The results seem to suggest that there is a different relationship between maternal IQ and child IQ for mothers who graduated high school and those who didn’t. Specifically, the greater maternal IQ, the more child IQ will be for non-high school grads compared to those who graduated high school. This is not just an additive difference–moving the slope up or down–this is a difference in the slope itself.
In other words, there seems to be an interaction between an environmental factor and a genetic one.
We should model this, then, not as \[ ChildIQ = \beta_0 + \beta_1 MomIQ + \beta_2 MomHS + \epsilon \] but instead as \[ ChildIQ = \beta_0 + \beta_1 MomIQ + \beta_2 MomHS + \beta_3 MomIQ \times MomHS + \epsilon \]
Why do we set MomHS to be a dummy variable of 1 or 0? Why not 1 or 2? Come up with some answers.
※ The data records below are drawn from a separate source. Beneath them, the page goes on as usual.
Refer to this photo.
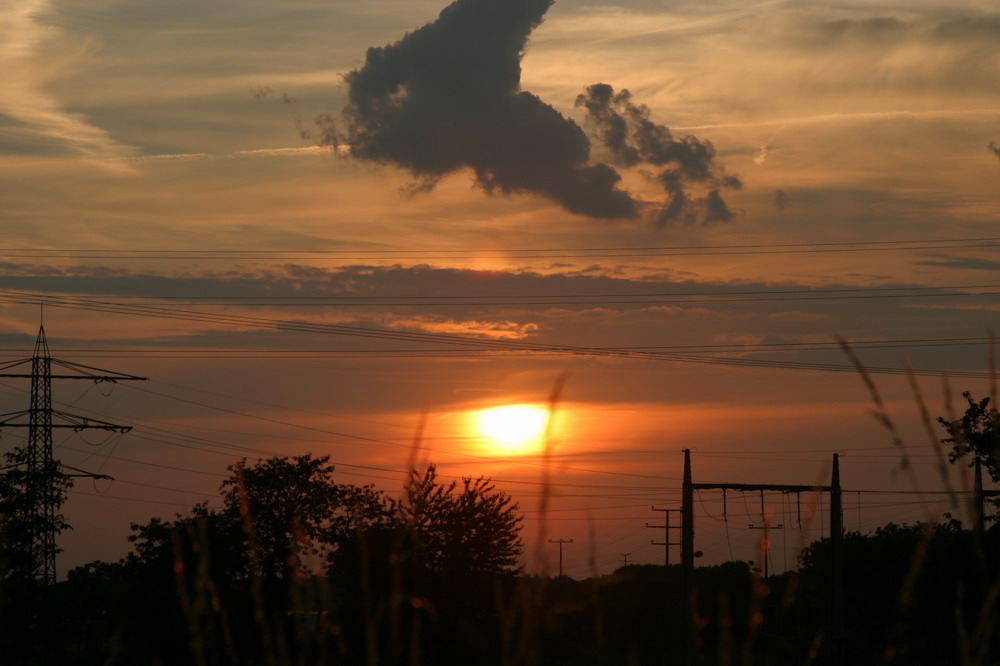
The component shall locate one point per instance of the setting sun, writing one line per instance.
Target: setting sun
(514, 428)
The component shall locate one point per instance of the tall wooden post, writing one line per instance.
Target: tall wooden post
(836, 568)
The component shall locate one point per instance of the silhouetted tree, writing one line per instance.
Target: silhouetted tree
(975, 435)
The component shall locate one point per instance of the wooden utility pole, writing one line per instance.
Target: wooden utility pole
(666, 527)
(836, 542)
(765, 542)
(560, 542)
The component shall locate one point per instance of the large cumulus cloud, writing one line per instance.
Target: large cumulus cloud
(448, 97)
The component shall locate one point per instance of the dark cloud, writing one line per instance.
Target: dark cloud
(968, 263)
(447, 97)
(626, 131)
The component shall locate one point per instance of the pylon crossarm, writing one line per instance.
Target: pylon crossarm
(73, 421)
(14, 364)
(97, 374)
(10, 415)
(84, 473)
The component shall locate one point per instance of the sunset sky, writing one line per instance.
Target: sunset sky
(307, 246)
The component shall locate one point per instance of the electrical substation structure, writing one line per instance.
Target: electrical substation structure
(836, 618)
(40, 473)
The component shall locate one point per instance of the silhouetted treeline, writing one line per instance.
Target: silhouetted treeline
(296, 569)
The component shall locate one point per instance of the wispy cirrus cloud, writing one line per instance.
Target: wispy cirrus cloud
(22, 35)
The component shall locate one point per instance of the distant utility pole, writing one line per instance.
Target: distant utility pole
(560, 542)
(42, 474)
(765, 543)
(666, 527)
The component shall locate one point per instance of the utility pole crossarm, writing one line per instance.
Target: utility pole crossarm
(44, 478)
(776, 487)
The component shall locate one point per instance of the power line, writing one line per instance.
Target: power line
(506, 253)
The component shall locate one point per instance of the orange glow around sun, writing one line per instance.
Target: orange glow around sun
(513, 429)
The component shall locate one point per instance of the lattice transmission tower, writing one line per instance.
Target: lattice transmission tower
(40, 478)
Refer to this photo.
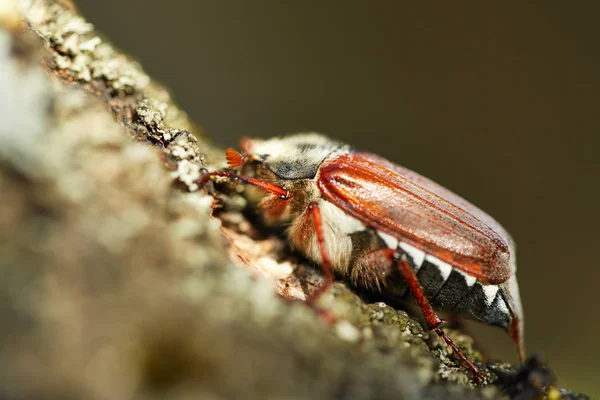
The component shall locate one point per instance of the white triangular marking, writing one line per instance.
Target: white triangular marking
(417, 255)
(444, 268)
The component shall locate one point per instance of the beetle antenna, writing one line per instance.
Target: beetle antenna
(277, 190)
(234, 158)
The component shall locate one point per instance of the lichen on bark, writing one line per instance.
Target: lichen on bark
(118, 284)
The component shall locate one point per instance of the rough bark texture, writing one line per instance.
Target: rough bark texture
(117, 283)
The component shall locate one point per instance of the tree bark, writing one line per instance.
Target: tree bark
(117, 282)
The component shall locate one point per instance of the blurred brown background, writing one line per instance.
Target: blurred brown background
(498, 103)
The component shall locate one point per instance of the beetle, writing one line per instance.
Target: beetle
(385, 228)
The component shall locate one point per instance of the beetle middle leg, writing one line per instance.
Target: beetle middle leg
(431, 318)
(371, 270)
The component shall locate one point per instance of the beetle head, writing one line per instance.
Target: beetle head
(290, 157)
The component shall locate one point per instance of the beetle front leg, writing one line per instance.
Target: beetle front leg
(315, 213)
(431, 318)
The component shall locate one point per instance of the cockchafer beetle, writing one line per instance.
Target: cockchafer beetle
(385, 228)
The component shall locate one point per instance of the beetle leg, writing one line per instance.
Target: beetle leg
(431, 318)
(282, 192)
(325, 261)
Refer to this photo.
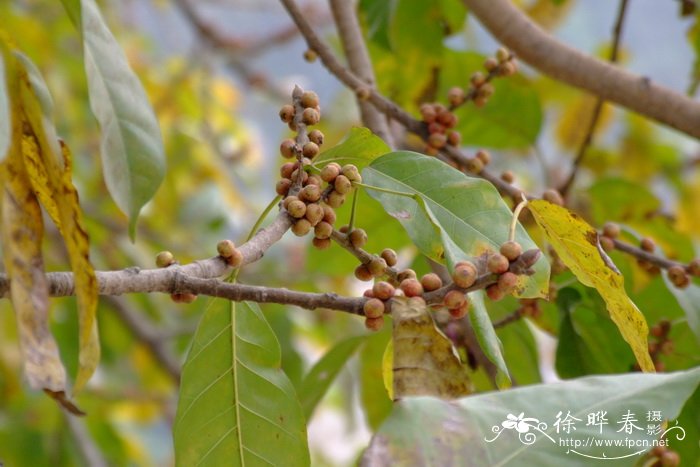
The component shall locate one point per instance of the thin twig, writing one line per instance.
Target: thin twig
(595, 117)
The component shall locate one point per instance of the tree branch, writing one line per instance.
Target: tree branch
(511, 27)
(360, 64)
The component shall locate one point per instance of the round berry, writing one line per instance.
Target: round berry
(383, 290)
(362, 273)
(465, 274)
(430, 282)
(301, 227)
(411, 287)
(497, 263)
(389, 256)
(330, 172)
(287, 113)
(164, 259)
(358, 238)
(374, 324)
(373, 308)
(287, 148)
(316, 136)
(309, 99)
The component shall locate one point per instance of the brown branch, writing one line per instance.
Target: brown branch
(511, 27)
(359, 62)
(595, 116)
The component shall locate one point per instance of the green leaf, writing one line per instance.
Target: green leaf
(360, 147)
(470, 213)
(5, 116)
(513, 116)
(318, 380)
(235, 401)
(131, 147)
(479, 430)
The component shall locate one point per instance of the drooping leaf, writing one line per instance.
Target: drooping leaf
(131, 148)
(360, 147)
(519, 426)
(235, 397)
(469, 212)
(425, 362)
(318, 380)
(577, 245)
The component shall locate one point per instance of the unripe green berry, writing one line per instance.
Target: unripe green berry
(373, 308)
(430, 282)
(383, 290)
(342, 185)
(309, 99)
(164, 259)
(301, 227)
(287, 148)
(287, 113)
(296, 209)
(362, 273)
(321, 243)
(411, 287)
(454, 299)
(330, 172)
(497, 263)
(358, 238)
(464, 275)
(316, 136)
(374, 324)
(511, 250)
(390, 257)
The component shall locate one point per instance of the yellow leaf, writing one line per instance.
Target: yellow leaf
(577, 245)
(22, 232)
(425, 362)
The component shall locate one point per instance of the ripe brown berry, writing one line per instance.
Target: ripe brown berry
(374, 324)
(678, 277)
(316, 136)
(301, 227)
(362, 273)
(465, 274)
(507, 282)
(383, 290)
(454, 299)
(647, 244)
(342, 185)
(309, 99)
(358, 238)
(314, 213)
(287, 148)
(373, 308)
(164, 259)
(310, 116)
(335, 199)
(497, 263)
(323, 230)
(406, 274)
(430, 282)
(611, 230)
(321, 243)
(282, 186)
(553, 196)
(511, 250)
(411, 287)
(377, 266)
(389, 256)
(287, 113)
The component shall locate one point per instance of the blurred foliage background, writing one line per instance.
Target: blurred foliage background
(217, 106)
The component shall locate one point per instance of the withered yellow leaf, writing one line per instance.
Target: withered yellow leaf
(22, 232)
(425, 362)
(576, 243)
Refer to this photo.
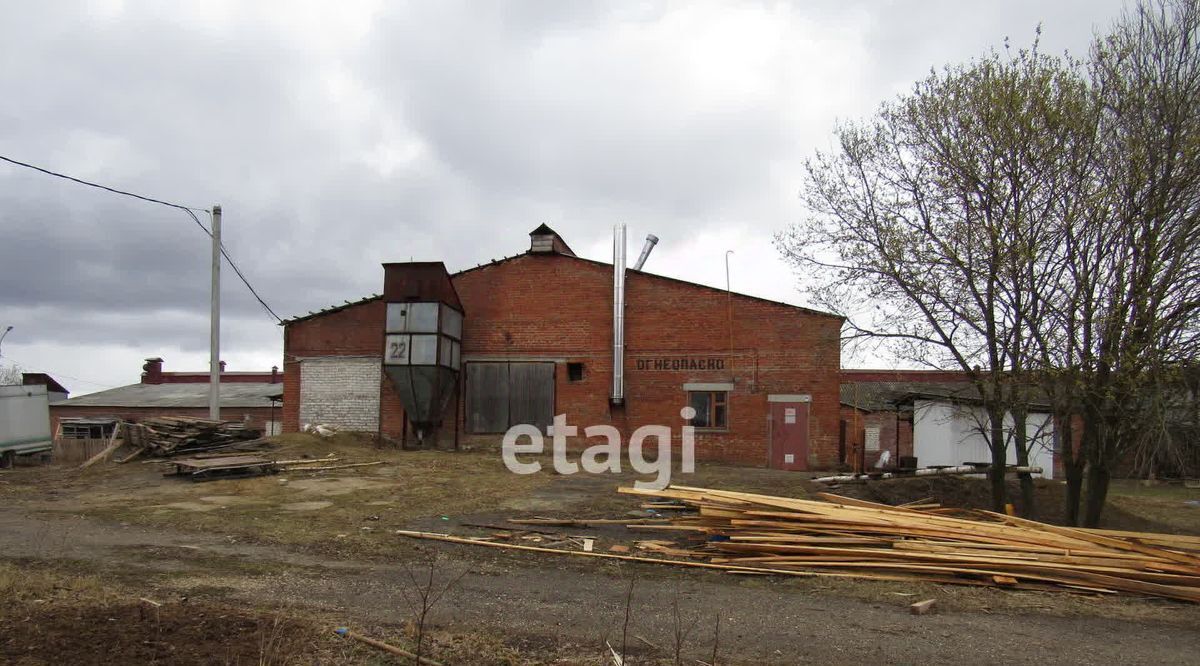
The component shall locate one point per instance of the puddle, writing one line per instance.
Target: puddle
(306, 505)
(337, 486)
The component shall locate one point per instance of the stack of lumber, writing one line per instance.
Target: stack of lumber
(928, 543)
(168, 436)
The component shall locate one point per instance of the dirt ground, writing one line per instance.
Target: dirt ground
(262, 570)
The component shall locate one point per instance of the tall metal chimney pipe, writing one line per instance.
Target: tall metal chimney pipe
(651, 241)
(618, 315)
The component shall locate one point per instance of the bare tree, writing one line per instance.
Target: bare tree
(929, 225)
(421, 598)
(1143, 297)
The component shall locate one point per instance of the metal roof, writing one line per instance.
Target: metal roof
(178, 395)
(507, 259)
(883, 396)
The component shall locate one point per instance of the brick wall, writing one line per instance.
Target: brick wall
(340, 391)
(559, 309)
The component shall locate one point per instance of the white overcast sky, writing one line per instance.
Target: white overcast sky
(342, 135)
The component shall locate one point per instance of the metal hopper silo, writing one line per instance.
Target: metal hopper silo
(423, 341)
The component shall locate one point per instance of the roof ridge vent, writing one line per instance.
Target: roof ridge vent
(545, 240)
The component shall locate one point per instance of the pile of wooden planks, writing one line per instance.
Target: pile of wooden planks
(168, 436)
(928, 543)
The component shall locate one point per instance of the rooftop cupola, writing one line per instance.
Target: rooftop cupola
(545, 240)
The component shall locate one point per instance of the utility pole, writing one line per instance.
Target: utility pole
(215, 322)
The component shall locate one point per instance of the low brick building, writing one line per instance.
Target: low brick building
(874, 421)
(533, 335)
(253, 397)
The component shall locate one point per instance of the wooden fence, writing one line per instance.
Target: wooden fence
(76, 451)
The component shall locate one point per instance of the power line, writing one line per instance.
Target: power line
(23, 367)
(113, 190)
(189, 210)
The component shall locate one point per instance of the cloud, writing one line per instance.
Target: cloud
(339, 137)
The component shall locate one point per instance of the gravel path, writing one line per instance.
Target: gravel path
(549, 601)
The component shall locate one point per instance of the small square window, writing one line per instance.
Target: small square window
(712, 408)
(575, 372)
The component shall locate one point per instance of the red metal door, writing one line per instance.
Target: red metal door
(789, 435)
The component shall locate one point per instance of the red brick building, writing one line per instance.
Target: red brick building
(252, 397)
(537, 339)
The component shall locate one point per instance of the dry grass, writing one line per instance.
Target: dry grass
(325, 509)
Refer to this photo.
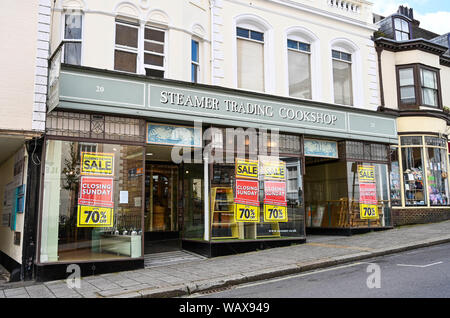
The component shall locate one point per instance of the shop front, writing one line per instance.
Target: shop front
(419, 177)
(134, 165)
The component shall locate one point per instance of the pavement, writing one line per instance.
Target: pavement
(206, 275)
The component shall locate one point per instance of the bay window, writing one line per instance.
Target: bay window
(418, 85)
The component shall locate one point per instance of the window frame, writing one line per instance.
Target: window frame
(261, 42)
(401, 31)
(63, 34)
(423, 146)
(195, 64)
(351, 63)
(163, 55)
(124, 48)
(417, 67)
(298, 50)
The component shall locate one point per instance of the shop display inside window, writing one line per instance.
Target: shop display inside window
(92, 205)
(396, 199)
(437, 176)
(413, 176)
(257, 199)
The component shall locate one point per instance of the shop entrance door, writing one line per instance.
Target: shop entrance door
(161, 229)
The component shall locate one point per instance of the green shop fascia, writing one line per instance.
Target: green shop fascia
(133, 165)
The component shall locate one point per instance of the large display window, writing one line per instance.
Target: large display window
(92, 202)
(424, 171)
(258, 197)
(351, 191)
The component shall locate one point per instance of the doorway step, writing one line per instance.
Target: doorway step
(170, 258)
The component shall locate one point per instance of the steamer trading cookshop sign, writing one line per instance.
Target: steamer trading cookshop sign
(112, 92)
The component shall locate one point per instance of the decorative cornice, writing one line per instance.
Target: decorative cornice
(416, 44)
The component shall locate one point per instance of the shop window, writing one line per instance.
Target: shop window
(342, 77)
(92, 204)
(425, 173)
(418, 85)
(413, 176)
(250, 59)
(299, 66)
(396, 198)
(73, 26)
(260, 199)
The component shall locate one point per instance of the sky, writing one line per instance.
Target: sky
(434, 15)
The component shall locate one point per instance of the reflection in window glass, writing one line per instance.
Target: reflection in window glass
(92, 207)
(437, 176)
(413, 176)
(395, 178)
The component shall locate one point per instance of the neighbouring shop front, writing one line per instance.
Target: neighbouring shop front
(419, 177)
(135, 166)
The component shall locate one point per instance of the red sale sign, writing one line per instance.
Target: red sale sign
(96, 191)
(247, 191)
(275, 192)
(368, 193)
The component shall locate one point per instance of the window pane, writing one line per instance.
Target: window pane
(411, 140)
(407, 95)
(429, 97)
(395, 178)
(437, 176)
(194, 53)
(304, 47)
(125, 61)
(242, 32)
(413, 176)
(154, 73)
(258, 36)
(405, 26)
(292, 44)
(342, 79)
(153, 59)
(154, 47)
(299, 74)
(406, 76)
(126, 35)
(154, 35)
(72, 27)
(336, 54)
(79, 225)
(72, 53)
(398, 24)
(250, 66)
(428, 78)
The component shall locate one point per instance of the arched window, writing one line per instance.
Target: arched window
(302, 63)
(252, 35)
(346, 68)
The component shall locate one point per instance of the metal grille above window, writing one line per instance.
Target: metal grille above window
(79, 125)
(363, 151)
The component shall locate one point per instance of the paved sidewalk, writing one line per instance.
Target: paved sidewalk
(202, 275)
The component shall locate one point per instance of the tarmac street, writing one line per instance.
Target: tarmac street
(350, 254)
(422, 273)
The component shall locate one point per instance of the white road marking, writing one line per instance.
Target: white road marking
(297, 275)
(420, 266)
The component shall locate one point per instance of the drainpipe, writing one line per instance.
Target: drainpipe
(211, 7)
(380, 74)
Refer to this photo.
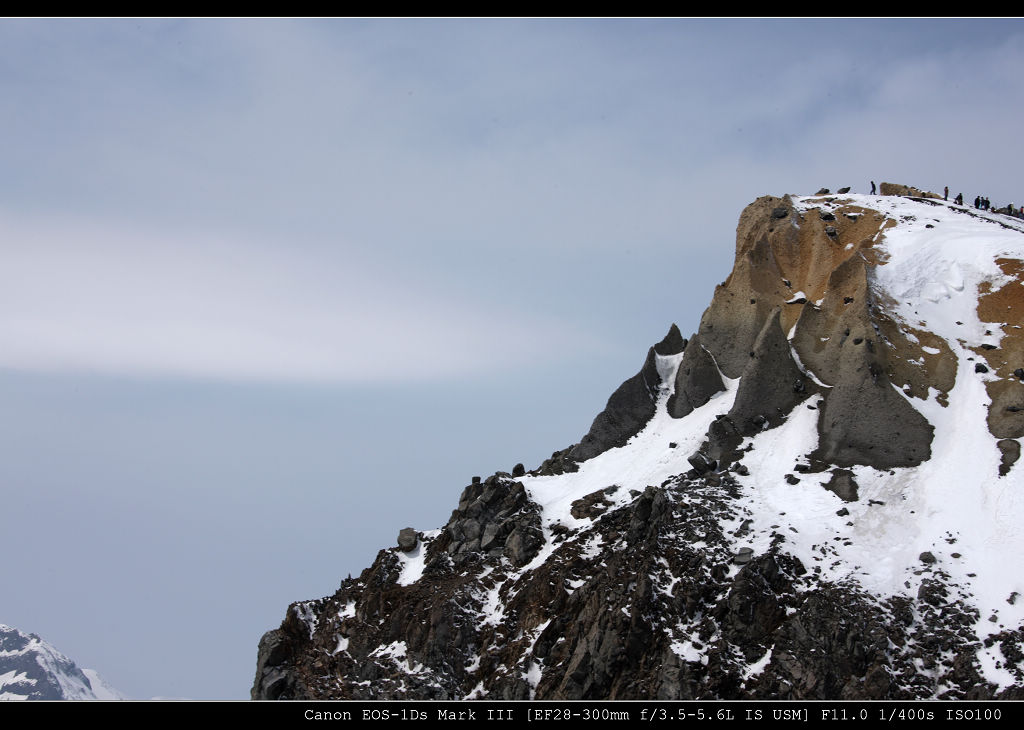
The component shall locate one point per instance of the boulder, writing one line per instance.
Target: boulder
(408, 540)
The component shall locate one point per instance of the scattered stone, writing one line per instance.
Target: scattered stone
(701, 464)
(408, 539)
(743, 556)
(843, 484)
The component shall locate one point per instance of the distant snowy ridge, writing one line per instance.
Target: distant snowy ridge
(817, 496)
(32, 669)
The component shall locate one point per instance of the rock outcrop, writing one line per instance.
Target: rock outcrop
(632, 405)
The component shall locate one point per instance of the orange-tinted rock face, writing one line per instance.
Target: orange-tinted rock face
(811, 268)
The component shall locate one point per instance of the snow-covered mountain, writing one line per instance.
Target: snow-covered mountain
(815, 496)
(31, 669)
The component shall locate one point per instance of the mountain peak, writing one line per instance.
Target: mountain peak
(32, 669)
(813, 497)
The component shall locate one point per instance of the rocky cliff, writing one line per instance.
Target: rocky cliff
(814, 496)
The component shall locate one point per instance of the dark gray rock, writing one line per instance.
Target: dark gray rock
(843, 484)
(1011, 452)
(701, 463)
(865, 421)
(672, 344)
(766, 390)
(696, 380)
(408, 539)
(629, 409)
Estimating this equation turns out to be simple:
kidiq.lm4 <- lm(kid_score~mom_iq+mom_hs+mom_iq*mom_hs,data=kidiq)
summary(kidiq.lm4)
##
## Call:
## lm(formula = kid_score ~ mom_iq + mom_hs + mom_iq * mom_hs, data = kidiq)
##
## Residuals:
## Min 1Q Median 3Q Max
## -52.09 -11.33 2.07 11.66 43.88
##
## Coefficients:
## Estimate Std. Error t value Pr(>|t|)
## (Intercept) -11.482 13.758 -0.83 0.4044
## mom_iq 0.969 0.148 6.53 0.00000000018 ***
## mom_hs 51.268 15.338 3.34 0.0009 ***
## mom_iq:mom_hs -0.484 0.162 -2.99 0.0030 **
## ---
## Signif. codes: 0 '***' 0.001 '**' 0.01 '*' 0.05 '.' 0.1 ' ' 1
##
## Residual standard error: 18 on 430 degrees of freedom
## Multiple R-squared: 0.23, Adjusted R-squared: 0.225
## F-statistic: 42.8 on 3 and 430 DF, p-value: <0.0000000000000002
| Dependent variable: | |||
| Child’s IQ | |||
| Mom Graduated | Mom Didn’t | Interaction | |
| (1) | (2) | (3) | |
| mom_iq | 0.480*** | 0.970*** | 0.970*** |
| (0.065) | (0.160) | (0.150) | |
| mom_hs | 51.000*** | ||
| (15.000) | |||
| mom_iq:mom_hs | -0.480*** | ||
| (0.160) | |||
| Constant | 40.000*** | -11.000 | -11.000 |
| (6.700) | (15.000) | (14.000) | |
| Observations | 341 | 93 | 434 |
| R2 | 0.140 | 0.290 | 0.230 |
| Adjusted R2 | 0.140 | 0.290 | 0.230 |
| Residual Std. Error | 18.000 (df = 339) | 19.000 (df = 91) | 18.000 (df = 430) |
| F Statistic | 56.000*** (df = 1; 339) | 38.000*** (df = 1; 91) | 43.000*** (df = 3; 430) |
| Note: | p<0.1; p<0.05; p<0.01 | ||
How should we interpret the relationship between a one-degree change in MomIQ in Column 1? In Column 2? In Column 3?
What other factors might we want to control for? How would you expect them to affect the estimate of \(\beta_1\)?